How Does It Feel to Have Sickle-Cell Disease?: When Listening to Patients Gives Researchers Clues
Molecular biologists certainly have the insider’s view of a disease. They know (or try to find out) how it operates in the body on a cellular level. But the mechanisms of a particular condition aren’t the only thing that matters to these scientists. Starting “outside,” say by learning more about what it’s like to have a disease, and how people generally cope with symptoms such as pain, can help a researcher develop treatments that truly address patients’ needs.
Debra Pittman, a research fellow at Pfizer, wasn’t testing medicines when she and colleagues began their six-month longitudinal study of 35 patients with sickle-cell disease. Instead, the team planned to collect blood samples and other biological markers of health, while also tracking patients’ subjective experiences of their disease – a particularly painful and debilitating one that affects approximately 100,000 Americans.
Sickle-cell disease distorts red blood cells into “sickle” or crescent shapes. When these stiff, misshaped cells get stuck and block small blood vessels, depriving tissues and organs of oxygen-rich blood, it can lead to what’s called a vaso-occlusive crisis. This crisis causes severe pain and fatigue, Pittman says, and can lead to organ failure, stroke and other problems.
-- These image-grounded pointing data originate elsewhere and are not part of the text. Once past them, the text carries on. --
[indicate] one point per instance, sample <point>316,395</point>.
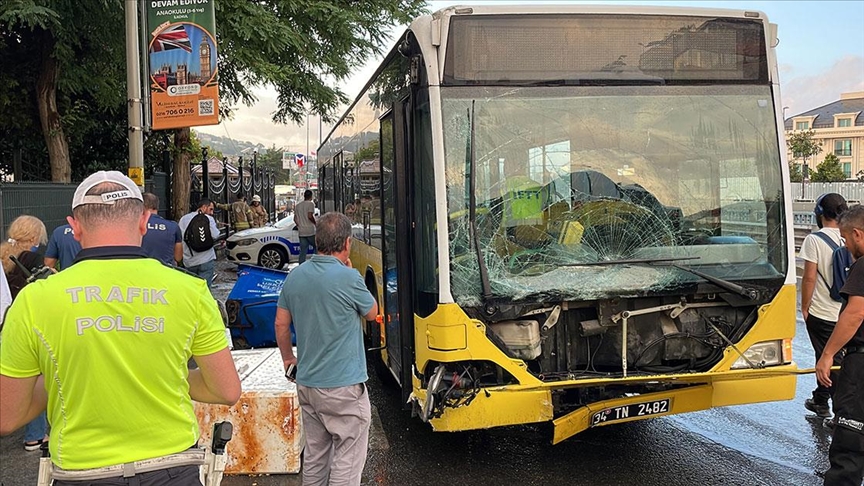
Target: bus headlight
<point>768,353</point>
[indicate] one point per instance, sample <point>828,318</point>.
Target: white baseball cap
<point>129,191</point>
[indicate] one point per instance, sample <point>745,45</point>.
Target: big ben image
<point>204,51</point>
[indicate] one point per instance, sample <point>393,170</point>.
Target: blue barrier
<point>251,306</point>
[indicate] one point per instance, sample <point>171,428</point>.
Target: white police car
<point>270,246</point>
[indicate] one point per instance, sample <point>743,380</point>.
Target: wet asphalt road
<point>776,443</point>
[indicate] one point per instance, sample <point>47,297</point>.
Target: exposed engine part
<point>592,327</point>
<point>521,337</point>
<point>431,391</point>
<point>451,385</point>
<point>552,319</point>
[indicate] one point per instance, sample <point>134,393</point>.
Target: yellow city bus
<point>572,214</point>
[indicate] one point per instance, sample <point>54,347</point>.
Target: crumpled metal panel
<point>268,437</point>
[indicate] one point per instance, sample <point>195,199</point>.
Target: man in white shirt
<point>819,310</point>
<point>202,263</point>
<point>304,218</point>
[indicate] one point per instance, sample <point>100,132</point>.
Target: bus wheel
<point>272,257</point>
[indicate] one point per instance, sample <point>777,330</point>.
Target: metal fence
<point>52,202</point>
<point>223,189</point>
<point>809,191</point>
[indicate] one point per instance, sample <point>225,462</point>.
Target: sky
<point>820,56</point>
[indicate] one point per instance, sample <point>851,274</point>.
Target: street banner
<point>288,161</point>
<point>182,63</point>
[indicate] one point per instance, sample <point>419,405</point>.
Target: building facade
<point>838,128</point>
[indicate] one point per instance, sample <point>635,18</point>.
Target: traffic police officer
<point>847,446</point>
<point>105,345</point>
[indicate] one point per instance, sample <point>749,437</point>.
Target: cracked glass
<point>584,193</point>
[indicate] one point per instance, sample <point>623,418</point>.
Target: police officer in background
<point>115,339</point>
<point>847,446</point>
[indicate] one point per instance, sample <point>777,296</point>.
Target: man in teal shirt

“We don’t know what precipitates a crisis,” Pittman says. “Are there any biomarkers, such as the numbers of certain cells that show up in blood tests, associated with it? Can we start to define it differently, and how does the patient think about this? What do they do when they’re having a crisis?”
In an attempt to answer those questions, Pittman and colleagues at Pfizer, Wayne State University of Medicine and Dana-Farber/Boston’s Children tracked patients in Detroit, Michigan. Sanguine Biosciences provided mobile phlebotomy and traveled to the patients’ homes for regular blood draws.
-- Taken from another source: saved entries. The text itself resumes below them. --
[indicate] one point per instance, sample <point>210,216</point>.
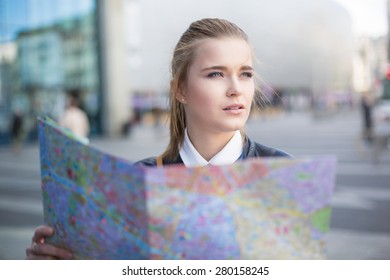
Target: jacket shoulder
<point>254,149</point>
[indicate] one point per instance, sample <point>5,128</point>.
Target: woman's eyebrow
<point>224,68</point>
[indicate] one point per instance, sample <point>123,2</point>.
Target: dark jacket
<point>251,149</point>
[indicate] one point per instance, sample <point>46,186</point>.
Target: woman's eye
<point>215,75</point>
<point>247,74</point>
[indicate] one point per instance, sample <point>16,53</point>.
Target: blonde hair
<point>182,59</point>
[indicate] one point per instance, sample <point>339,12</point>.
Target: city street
<point>360,225</point>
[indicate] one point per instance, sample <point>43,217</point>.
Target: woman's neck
<point>209,144</point>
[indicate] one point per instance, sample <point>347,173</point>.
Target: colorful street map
<point>105,207</point>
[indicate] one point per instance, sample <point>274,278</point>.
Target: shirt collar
<point>228,155</point>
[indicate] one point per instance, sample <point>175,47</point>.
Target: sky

The team developed an electronic patient-reported outcomes tool that enabled patients to record their fatigue, pain levels and prescription pain-killer drug use. If they thought they were having a vaso-occlusive crisis, patients could push a button to summon the phlebotomist to draw blood within 24 hours. Their blood would then be drawn again after 48 and 72 hours passed. “We were trying to capture any changes during and after the crises,” Pittman says.
The study found that the majority of patients had at least one to three vaso-occlusive events over the six-month period. Most eye-opening was the fact that in 63 percent of such cases, the patient did not seek any kind of medical intervention, even though general results showed that significantly different pain, functioning and fatigue levels were reported during these crises.
“If 63 percent of patients are being treated at home, but the clinical criteria for a vaso-occlusive crisis is a hospitalization greater than four hours, it makes it hard to do clinical trials,” says Pittman. In other words, the way researchers have defined a key outcome in sickle-cell disease studies is perhaps not reflective of the true state of many patients. It’s a highly practical insight gleaned from simply asking a group of people, in a structured way, how they cope with their illness.
Listening carefully to patients adds value to whatever tests might be underway in the lab. More importantly, it enhances empathy, a deep feeling of concern for others’ suffering that motivates scientists like Pittman to keep pushing for the next breakthrough. “Sickle-cell disease has such a dramatic effect on people’s lives.”